Mom has a large piece of property, and there was plenty of room for us to park our motorhome. The first time we stayed with her, she was still fairly independent. So we lived in our RV, which meant we all had privacy but we were right there when she needed us.
But the second time, it was still winter. Below freezing and a lot of snow. Most RVs can’t handle those types of temperatures without some additional measures, which we didn’t have the time to take. Plus, my mom was in bad shape and needed someone with her 24/7.
But her house only has one bedroom. So we moved our mattress inside and slept on her living room floor. All our clothes and other stuff we needed easily fit in her entertainment cabinet.
I was not only able to help her, but I didn’t have to leave anything important behind to do it. My husband and pets came with me. My job is in California, but I work remotely. So my income came with me too. My husband runs an online business, so his income also came with us. Everything we own is inside our RV, so we didn’t have to worry about leaving behind a house or apartment for an unknown amount of time.
Then it was time to take her back to California so she could live at my brother’s house. We wanted to give mom a vacation (she hadn’t had one in years), so we offered to take her on a month-long trip across the country in the RV.
We had to sell or give away a lot of our stuff to make room for her. We won’t ever get that stuff back, and that’s fine. We didn’t need it anymore. And even if we did, you can’t calculate the cost against what it was worth to give mom the vacation of a lifetime.
Now that we’re back in California, we’ve been hovering around for a few months so we can be here to help mom. Once we’re secure that she’s settled in, we’ll venture away again.
But having that flexibility to help her once a week or so has been key, considering we don’t live in the area any longer. If I had a home somewhere else, mom would probably have to be shuffled between my place and my brother’s, which would not be good for her well-being. People with memory problems need stability and routine.
5. Minimalism helped me lose weight
About 10 years ago, I started having all these crazy health problems and as a result, I went from a stable weight to very quickly gaining about 40 pounds.

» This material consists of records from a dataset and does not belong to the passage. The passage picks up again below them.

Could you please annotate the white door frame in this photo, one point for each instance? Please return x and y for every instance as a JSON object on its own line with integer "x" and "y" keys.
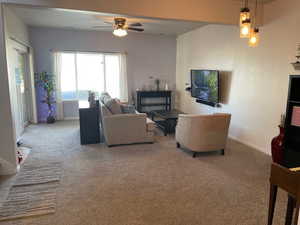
{"x": 16, "y": 47}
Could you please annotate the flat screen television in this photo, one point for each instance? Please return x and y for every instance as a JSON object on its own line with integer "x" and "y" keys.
{"x": 205, "y": 85}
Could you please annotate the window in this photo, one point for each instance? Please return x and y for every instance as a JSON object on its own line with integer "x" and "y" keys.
{"x": 84, "y": 72}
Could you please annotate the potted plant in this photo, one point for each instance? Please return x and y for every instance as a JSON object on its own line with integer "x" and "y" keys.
{"x": 47, "y": 83}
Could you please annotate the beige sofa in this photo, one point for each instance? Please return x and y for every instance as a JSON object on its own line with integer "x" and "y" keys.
{"x": 202, "y": 133}
{"x": 120, "y": 129}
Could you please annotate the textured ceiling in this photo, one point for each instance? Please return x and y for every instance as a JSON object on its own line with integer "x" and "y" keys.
{"x": 70, "y": 19}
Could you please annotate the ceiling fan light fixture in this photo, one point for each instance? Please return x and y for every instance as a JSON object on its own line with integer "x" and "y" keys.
{"x": 120, "y": 32}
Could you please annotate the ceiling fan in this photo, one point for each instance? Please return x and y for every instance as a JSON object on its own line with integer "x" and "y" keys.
{"x": 120, "y": 27}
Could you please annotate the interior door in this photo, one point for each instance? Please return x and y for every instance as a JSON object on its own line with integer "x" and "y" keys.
{"x": 22, "y": 90}
{"x": 18, "y": 93}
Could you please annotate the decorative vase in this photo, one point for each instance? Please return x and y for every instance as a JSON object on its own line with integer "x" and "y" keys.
{"x": 277, "y": 146}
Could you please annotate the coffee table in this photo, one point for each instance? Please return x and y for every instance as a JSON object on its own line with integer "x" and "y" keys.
{"x": 166, "y": 120}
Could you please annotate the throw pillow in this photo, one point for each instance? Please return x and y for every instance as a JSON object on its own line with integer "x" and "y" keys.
{"x": 128, "y": 109}
{"x": 104, "y": 97}
{"x": 114, "y": 106}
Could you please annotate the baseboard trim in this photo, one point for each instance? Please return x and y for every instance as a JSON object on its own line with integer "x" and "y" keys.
{"x": 71, "y": 118}
{"x": 249, "y": 145}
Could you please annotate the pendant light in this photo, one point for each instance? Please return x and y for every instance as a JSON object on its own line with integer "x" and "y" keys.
{"x": 245, "y": 13}
{"x": 254, "y": 34}
{"x": 245, "y": 29}
{"x": 245, "y": 21}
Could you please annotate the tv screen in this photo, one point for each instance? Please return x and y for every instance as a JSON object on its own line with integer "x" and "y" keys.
{"x": 205, "y": 85}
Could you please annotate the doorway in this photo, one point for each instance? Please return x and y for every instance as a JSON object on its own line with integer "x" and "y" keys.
{"x": 20, "y": 86}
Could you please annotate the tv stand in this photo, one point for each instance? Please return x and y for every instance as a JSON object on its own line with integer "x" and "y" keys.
{"x": 207, "y": 103}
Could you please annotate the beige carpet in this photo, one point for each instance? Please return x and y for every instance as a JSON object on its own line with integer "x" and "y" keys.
{"x": 150, "y": 184}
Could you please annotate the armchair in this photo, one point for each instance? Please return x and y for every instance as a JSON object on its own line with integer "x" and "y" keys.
{"x": 202, "y": 133}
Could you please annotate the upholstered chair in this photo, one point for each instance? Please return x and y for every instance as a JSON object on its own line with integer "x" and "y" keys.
{"x": 203, "y": 133}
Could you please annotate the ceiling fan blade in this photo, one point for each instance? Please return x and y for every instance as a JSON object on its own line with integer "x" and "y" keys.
{"x": 135, "y": 25}
{"x": 135, "y": 29}
{"x": 101, "y": 26}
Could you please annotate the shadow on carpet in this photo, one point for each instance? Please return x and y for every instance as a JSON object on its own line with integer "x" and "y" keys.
{"x": 34, "y": 191}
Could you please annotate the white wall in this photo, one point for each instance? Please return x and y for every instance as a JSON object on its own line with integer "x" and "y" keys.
{"x": 255, "y": 80}
{"x": 148, "y": 55}
{"x": 10, "y": 26}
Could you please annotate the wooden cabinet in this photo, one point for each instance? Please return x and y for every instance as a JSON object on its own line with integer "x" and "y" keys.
{"x": 292, "y": 132}
{"x": 163, "y": 100}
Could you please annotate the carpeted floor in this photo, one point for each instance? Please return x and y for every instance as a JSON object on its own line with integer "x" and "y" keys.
{"x": 149, "y": 184}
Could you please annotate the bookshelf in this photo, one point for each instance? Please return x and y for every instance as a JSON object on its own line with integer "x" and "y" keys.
{"x": 292, "y": 132}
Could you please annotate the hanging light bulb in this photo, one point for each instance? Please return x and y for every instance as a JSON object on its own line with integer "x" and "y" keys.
{"x": 245, "y": 13}
{"x": 254, "y": 37}
{"x": 245, "y": 29}
{"x": 254, "y": 34}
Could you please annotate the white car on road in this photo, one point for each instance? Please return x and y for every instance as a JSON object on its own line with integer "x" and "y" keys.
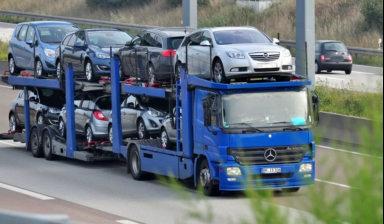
{"x": 237, "y": 52}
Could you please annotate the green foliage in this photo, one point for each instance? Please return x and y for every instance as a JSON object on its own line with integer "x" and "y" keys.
{"x": 373, "y": 13}
{"x": 114, "y": 4}
{"x": 179, "y": 2}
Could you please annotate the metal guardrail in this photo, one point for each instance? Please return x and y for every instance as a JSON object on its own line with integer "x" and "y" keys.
{"x": 18, "y": 218}
{"x": 289, "y": 43}
{"x": 352, "y": 50}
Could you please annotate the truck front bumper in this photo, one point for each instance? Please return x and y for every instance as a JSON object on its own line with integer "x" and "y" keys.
{"x": 253, "y": 178}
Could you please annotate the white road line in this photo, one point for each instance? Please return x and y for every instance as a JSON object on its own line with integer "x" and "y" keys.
{"x": 11, "y": 144}
{"x": 336, "y": 184}
{"x": 126, "y": 222}
{"x": 346, "y": 151}
{"x": 25, "y": 192}
{"x": 6, "y": 87}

Finally, doctors figured out what was wrong with me and my weight started dropping back to normal on its own. But those last 10 pounds were pretty stubborn. I realized that I could apply the principles of minimalism to my eating habits.
After a lot of research and working with health care professionals, I pinpointed foods that were not agreeing with my digestion. Through trial and error I weeded them out of my diet. I also made my meals minimalist: eating smaller portions, and limiting the number of ingredients in each meal.
Those 10 pounds are gone now, and I’m back to a healthy weight. I didn’t have to implement any fad diets or strenuous workouts to do it. I just removed foods that were not serving my body in a positive way, and focused on foods that improve my body’s health.
6. Minimalism helps me know myself better
By cutting out a lot of time-sucking activities from my life, I have more time to relax and self-reflect. I use this space in my schedule to work on my self-growth and make sure my vision for my future life is crystal clear. This has been extremely helpful, because each time I come to a crossroads, I ask myself one simple question: Will this choice bring me closer to my most important goal(s) or take me farther away?
It suddenly became very easy to make choices and not second-guess my decisions later. I’m in the process of making some huge life changes, but there’s very little anxiety associated with it. I’m confident I’m on the right path, and I can adjust as needed to get where I want to go.
I say this a lot, but my favorite thing about minimalism is how accessible it is to everyone. I helped my mom be more minimalist, which gave her the freedom to move back to California and receive the help she needed. She’s 76 years old. If she can implement changes to make her life better, anyone can.
How do you think minimalism could benefit you?